Aardman taps into Pink Floyd imagery for Dark Side promo

Aardman Animations has produced an epic and evocative set of videos for a BBC Radio 2 play celebrating the 40th anniversary of Pink Floyd’s The Dark Side of the Moon album

Aardman Animations has produced an epic and evocative set of videos for a BBC Radio 2 play celebrating the 40th anniversary of Pink Floyd’s The Dark Side Of The Moon album.

Dark Side, which will air on August 26, is a fantastical and psychedelic radio drama written by Tom Stoppard, based on themes from the album, and Aardman has created a three-minute promotional film as well as an extended looped film to complement the audio experience online.

According to its director Darren Dubicki, the trailer aims to encompass the underlying themes of the drama and album – greed, conflict, consumption, humanity and madness. It features images juxtaposed with lyrics and dialogue from the play.

“I spent time absorbing the rich detail from the Pink Floyd album, their art and the drama script,” says Dubicki.”What was fundamentally important to us was that we retained a consistent visual tone that echoed the imagery created over the years for the band. The insanely surreal and powerful artwork created by Storm Thorgerson and Hipgnosis has always had a strong distortion on reality. Their sense of space and twisted context make for some uncomfortably beautiful art. This tone has been consistent for decades and we wanted to honour this with our contemporary digital, and analogue, slant on the style.”

Dubicki formed ideas through a collection of symbols, referencing some of the cyclic metaphors contained within the album, such as the moon, sun, tides and life. There are circular motifs – sun, moon, eyes, clocks and jet engines.

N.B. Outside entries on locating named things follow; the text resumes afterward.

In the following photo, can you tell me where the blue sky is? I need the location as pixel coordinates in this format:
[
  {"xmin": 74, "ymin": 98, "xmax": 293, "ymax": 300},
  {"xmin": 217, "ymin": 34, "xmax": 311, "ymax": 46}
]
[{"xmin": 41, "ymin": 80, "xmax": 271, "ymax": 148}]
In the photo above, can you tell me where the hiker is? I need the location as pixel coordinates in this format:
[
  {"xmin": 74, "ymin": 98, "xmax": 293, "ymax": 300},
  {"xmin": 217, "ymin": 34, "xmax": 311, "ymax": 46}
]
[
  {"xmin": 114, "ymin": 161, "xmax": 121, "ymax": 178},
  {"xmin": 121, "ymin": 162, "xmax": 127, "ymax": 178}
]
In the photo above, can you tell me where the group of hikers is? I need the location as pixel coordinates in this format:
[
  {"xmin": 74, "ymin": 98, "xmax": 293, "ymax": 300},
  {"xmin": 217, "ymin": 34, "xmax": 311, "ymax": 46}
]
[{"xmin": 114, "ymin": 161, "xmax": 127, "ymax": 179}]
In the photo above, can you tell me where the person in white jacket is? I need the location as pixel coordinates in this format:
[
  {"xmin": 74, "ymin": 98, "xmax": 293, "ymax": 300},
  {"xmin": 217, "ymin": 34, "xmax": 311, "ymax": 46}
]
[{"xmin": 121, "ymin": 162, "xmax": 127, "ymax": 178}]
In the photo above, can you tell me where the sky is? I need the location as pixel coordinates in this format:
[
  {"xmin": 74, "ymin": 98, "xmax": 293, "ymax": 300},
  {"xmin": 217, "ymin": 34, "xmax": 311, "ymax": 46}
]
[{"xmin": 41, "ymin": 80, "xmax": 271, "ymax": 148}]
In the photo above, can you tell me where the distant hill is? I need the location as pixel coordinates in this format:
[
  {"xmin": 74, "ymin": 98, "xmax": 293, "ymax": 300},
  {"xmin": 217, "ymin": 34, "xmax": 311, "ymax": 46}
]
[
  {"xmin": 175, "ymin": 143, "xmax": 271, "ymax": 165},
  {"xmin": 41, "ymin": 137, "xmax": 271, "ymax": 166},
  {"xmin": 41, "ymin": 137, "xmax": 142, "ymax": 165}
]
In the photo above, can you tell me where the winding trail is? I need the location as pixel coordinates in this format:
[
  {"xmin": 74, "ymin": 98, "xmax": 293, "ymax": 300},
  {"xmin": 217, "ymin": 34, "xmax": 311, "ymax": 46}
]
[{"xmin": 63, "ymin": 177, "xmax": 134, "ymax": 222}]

The jet engine was also used as a metaphor for escalating mental issues, adds Dubicki. “As an object of immense power it’s also prone to immense fragility.” The artwork prism became a key motif in the films. “It was the perfect basis for us to explore, as the shape is a building block for computer generated images. They appear throughout the films in various forms, all echoing the underlying symbol of the album and the event.”

For the film accompanying the drama there was a concern about its design being too linearly linked with both the album and the drama narratives, which could make the looping images jar with the dialogue. “So we created a separate series of clips which were considerably more subdued and abstract in terms of pace and detail.”

The trailer is produced through a collage of digital imaging, CGI, studio-based effects and hand-crafted elements. It is realised in a combination of techniques including motion and depth filming. Dubicki explains: “We incorporated this digital technique to create images that suggested fragility – having character action feel like live action but have the effects fragment the characters in haphazard ways, giving some uncontrollable results. And when combined with the atmospheric environments, we achieved a set of intriguing visuals.”

The technique is studio- and computer-based, and is born out of the realm of home gaming consoles and motion sensors, he adds. It works on collating depth data with live action images. It was also important to the director that the imagery didn’t look overly slick and CGI heavy, so much of it was shot in traditional studios to maintain a more hands-on and physical sensibility (see behind-the-scenes shots of the production below) – one of Dubicki’s kid’s figurines was even used to symbolise the common man.

The overall effect is visually lavish, as well as engrossing, paying tribute nicely to Pink Floyd, Thorgerson and the Hipgnosis creative legacy.

“It is a montage of graphic ideas, which to me best reflect a scale and tone in keeping with the album,” says Dubicki. “A lot of my work is textural and layered, and I wanted each key moment to feel illustrative and tactile but not too realistic, even though the technology could achieve this. In doing so, I think we achieved an interesting slant on reality using digital and traditional film techniques.”